Now, lets see if we can get any further than this. Lets try pinging Ubuntu’s webserver.
mojo-jojo david% ping 126.96.36.199 PING 188.8.131.52 (184.108.40.206) 56(84) bytes of data. 64 bytes from 220.127.116.11: icmp_seq=1 ttl=52 time=30.5 ms 64 bytes from 18.104.22.168: icmp_seq=2 ttl=52 time=30.8 ms 64 bytes from 22.214.171.124: icmp_seq=3 ttl=52 time=30.2 ms --- 126.96.36.199 ping statistics --- 3 packets transmitted, 3 received, 0% packet loss, time 2006ms rtt min/avg/max/mdev = 30.232/30.532/30.836/0.318 ms
If this works, then we have working networking and can move on to checking DNS.
If this doesn’t work, we need to find out where the problem lies using mtr (I’d normally suggest traceroute here, but it doesn’t look like it’s a part of the standard Ubuntu install). We will trace the route to ubuntu’s webserver again.

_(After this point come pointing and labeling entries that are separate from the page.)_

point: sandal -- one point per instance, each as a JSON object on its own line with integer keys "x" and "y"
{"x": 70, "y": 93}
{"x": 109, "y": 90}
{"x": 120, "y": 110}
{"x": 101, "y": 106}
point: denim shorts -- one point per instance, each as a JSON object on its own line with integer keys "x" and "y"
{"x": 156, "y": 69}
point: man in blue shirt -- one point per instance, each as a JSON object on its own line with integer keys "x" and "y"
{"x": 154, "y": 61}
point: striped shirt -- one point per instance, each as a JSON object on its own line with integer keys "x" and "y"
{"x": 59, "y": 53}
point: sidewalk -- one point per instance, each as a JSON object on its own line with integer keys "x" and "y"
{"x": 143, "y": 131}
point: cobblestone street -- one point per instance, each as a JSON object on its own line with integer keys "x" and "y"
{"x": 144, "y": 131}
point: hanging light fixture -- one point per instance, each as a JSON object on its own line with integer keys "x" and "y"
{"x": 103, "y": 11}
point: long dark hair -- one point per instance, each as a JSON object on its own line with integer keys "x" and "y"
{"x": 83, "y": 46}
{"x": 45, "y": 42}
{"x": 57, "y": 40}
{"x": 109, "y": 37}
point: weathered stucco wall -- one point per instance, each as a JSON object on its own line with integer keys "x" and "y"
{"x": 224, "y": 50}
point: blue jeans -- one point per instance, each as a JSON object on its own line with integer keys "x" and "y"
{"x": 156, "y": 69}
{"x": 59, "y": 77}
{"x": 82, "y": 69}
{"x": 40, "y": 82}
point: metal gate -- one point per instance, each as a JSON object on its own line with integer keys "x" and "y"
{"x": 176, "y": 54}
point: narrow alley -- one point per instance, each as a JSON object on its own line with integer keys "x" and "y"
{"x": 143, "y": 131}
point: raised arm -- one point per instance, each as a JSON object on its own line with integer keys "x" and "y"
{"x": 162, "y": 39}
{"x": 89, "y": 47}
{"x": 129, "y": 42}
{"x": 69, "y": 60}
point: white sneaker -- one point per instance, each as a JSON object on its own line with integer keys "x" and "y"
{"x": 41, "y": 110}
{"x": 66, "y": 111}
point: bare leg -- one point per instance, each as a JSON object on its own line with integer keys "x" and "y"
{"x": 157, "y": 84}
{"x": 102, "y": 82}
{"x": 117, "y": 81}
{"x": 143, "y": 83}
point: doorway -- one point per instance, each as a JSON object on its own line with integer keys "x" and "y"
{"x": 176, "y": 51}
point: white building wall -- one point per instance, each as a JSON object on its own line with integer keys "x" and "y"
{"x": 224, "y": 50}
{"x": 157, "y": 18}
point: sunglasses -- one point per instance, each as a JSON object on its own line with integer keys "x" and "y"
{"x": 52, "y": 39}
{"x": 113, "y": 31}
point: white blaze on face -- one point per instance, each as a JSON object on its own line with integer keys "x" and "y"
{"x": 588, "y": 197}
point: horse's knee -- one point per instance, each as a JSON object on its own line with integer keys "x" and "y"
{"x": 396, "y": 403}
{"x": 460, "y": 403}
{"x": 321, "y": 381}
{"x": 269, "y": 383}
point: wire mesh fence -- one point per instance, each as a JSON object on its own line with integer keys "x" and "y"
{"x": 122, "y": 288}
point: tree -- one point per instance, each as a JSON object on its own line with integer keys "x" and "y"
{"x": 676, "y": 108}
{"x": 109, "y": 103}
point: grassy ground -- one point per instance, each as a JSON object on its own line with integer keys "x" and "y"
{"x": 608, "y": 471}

mojo-jojo david% mtr -r -c 1 188.8.131.52 HOST: mojo-jojo Loss% Snt Last Avg Best Wrst StDev 1. brian.catnip.org.uk 0.0% 1 0.4 0.4 0.4 0.4 0.0 2. 10.187.182.201 0.0% 1 1.1 1.1 1.1 1.1 0.0 3. careless.aaisp.net.uk 0.0% 1 30.2 30.2 30.2 30.2 0.0 4. needless.aaisp.net.uk 0.0% 1 28.7 28.7 28.7 28.7 0.0 5. ge-2-0-216.ipcolo2.London1.L 0.0% 1 30.2 30.2 30.2 30.2 0.0 6. ae-0-55.bbr1.London1.Level3. 0.0% 1 30.2 30.2 30.2 30.2 0.0 7. as-0-0.bbr2.London2.Level3.n 0.0% 1 30.3 30.3 30.3 30.3 0.0 8. ge-3-0-0-55.gar1.London2.Lev 0.0% 1 30.2 30.2 30.2 30.2 0.0 9. 184.108.40.206 0.0% 1 30.4 30.4 30.4 30.4 0.0 10. vlan102.core-l-1.lon2.mnet.n 0.0% 1 29.6 29.6 29.6 29.6 0.0 11. 220.127.116.11 0.0% 1 31.7 31.7 31.7 31.7 0.0 12. 18.104.22.168 0.0% 1 30.0 30.0 30.0 30.0 0.0 13. signey.ubuntu.com 0.0% 1 29.9 29.9 29.9 29.9 0.0
This shows us every router between us and the remote machine. The first line will show your ADSL router. The line after that will be the remote end of your ADSL line. If your adsl is not connected you won’t be able to reach the second hop. Anything beyond this is nothing you can control, but considering it works in Windows it’s unlikely that this is the case.
There is another possibility why you can’t reach the second hop and that is that the default route isn’t correct, but this address should have been given to you via DHCP like your IP address.
If this is all working, we can check DNS.
Try looking up a host by name using the host command:
mojo-jojo david% host www.ubuntu.com www.ubuntu.com has address 22.214.171.124
If this works, then your networking should be working fine. If not, then we need to check /etc/resolv.conf. It should look something like:
mojo-jojo david% cat /etc/resolv.conf nameserver 10.187.182.226 nameserver 10.187.182.229
Here we list DNS name servers. You should edit this file to use the name servers that you were given by your ISP.